Date: 2010-03-26 01:09 am (UTC)
From: [identity profile] acuzena.livejournal.com
I guess it never has this @ because all email addresses recently have been written in latin letters, never in Cyrillic.

Date: 2010-03-26 05:09 am (UTC)
From: [identity profile] archaicos.livejournal.com
I think the Russian keyboard layout had been designed before e-mail and internet went mainstream (in Russia, at least).

Date: 2010-03-26 04:54 pm (UTC)
From: [identity profile] acuzena.livejournal.com
Sure, the same as English ones, but still they have the @ sign, and ours don´t)

Date: 2010-03-26 05:12 pm (UTC)
From: [identity profile] archaicos.livejournal.com
In English it had stood for "at" long before the internet and computers were invented. According to Wikipedia (http://en.wikipedia.org/wiki/@), the American Underwood typewriter had it in 1885 and much earlier Italian texts (as well as text in other descendants of Latin) had it in 15th and 16th centuries. It's likely to be derived from a or à, which is typically used when saying "at the price of". In Russian we didn't have any contraction or abbreviation like this, not in the recent history, at least. Kind of makes sense, why it's not in Russian but is in other languages. I think we could've invented a special character like @ - encircled п (по цене:).

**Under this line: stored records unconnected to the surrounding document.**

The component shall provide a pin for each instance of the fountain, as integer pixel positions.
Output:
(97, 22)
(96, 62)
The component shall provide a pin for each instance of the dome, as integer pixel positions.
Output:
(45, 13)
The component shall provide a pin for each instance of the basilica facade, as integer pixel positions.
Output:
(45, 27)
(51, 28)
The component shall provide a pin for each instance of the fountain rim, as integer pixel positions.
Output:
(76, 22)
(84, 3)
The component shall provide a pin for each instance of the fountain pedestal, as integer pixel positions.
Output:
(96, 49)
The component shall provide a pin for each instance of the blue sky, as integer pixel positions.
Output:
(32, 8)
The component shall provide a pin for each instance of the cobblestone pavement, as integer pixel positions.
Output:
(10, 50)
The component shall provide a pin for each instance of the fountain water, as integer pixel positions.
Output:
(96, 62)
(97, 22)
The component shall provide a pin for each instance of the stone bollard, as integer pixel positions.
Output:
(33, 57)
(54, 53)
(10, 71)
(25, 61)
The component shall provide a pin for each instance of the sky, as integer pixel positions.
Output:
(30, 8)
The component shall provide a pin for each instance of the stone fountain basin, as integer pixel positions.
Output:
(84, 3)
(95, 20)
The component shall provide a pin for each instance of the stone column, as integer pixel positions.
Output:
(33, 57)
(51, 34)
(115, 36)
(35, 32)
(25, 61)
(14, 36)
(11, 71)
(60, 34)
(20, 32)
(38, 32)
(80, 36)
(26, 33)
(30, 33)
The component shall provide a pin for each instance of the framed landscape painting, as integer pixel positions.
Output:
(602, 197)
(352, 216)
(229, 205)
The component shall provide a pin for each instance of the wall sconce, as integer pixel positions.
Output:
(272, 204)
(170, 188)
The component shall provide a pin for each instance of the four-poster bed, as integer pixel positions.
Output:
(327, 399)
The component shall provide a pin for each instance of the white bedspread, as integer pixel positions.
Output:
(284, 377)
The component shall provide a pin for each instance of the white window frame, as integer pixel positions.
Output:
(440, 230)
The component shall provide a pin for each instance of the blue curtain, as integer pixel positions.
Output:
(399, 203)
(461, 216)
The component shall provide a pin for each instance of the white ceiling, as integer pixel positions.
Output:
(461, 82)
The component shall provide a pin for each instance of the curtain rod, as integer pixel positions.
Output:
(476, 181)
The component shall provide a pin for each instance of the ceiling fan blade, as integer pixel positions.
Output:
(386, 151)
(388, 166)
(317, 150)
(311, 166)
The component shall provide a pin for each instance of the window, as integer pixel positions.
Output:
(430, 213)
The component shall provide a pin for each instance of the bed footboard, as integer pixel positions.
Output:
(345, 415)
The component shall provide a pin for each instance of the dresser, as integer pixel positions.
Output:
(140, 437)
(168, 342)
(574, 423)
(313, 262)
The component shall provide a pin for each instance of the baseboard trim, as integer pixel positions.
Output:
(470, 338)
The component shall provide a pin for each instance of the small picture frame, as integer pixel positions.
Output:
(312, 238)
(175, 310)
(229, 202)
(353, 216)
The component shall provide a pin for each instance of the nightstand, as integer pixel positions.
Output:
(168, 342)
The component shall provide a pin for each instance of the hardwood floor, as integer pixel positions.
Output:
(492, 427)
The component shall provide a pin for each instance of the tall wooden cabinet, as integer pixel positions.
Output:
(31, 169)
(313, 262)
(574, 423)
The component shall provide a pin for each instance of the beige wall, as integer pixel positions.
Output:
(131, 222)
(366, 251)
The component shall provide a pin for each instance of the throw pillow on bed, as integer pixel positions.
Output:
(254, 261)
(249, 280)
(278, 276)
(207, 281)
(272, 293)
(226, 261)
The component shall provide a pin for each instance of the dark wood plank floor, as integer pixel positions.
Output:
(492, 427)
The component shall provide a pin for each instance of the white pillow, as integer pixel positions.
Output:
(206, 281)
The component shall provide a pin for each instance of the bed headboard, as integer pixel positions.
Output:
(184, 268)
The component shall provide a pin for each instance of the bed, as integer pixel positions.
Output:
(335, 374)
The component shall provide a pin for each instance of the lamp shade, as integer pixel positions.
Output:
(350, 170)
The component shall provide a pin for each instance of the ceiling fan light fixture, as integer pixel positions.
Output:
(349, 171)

Date: 2010-03-26 05:46 am (UTC)
From: [identity profile] crimeanelf.livejournal.com
It's not like you use it often. All email addresses are in Latin alphabet. And since there's no "at" in Russian (I mean, it sounds differently), this symbol is not used in abbreviations.

Date: 2010-03-26 03:55 pm (UTC)
From: [identity profile] nooko.livejournal.com
By the way... This symbol we usually call собака (dog)!!!

Date: 2010-03-26 07:49 pm (UTC)
From: [identity profile] rina-grant.livejournal.com
And before, it used to be called улитка -- a snail, which makes so much more sense because it does look like one!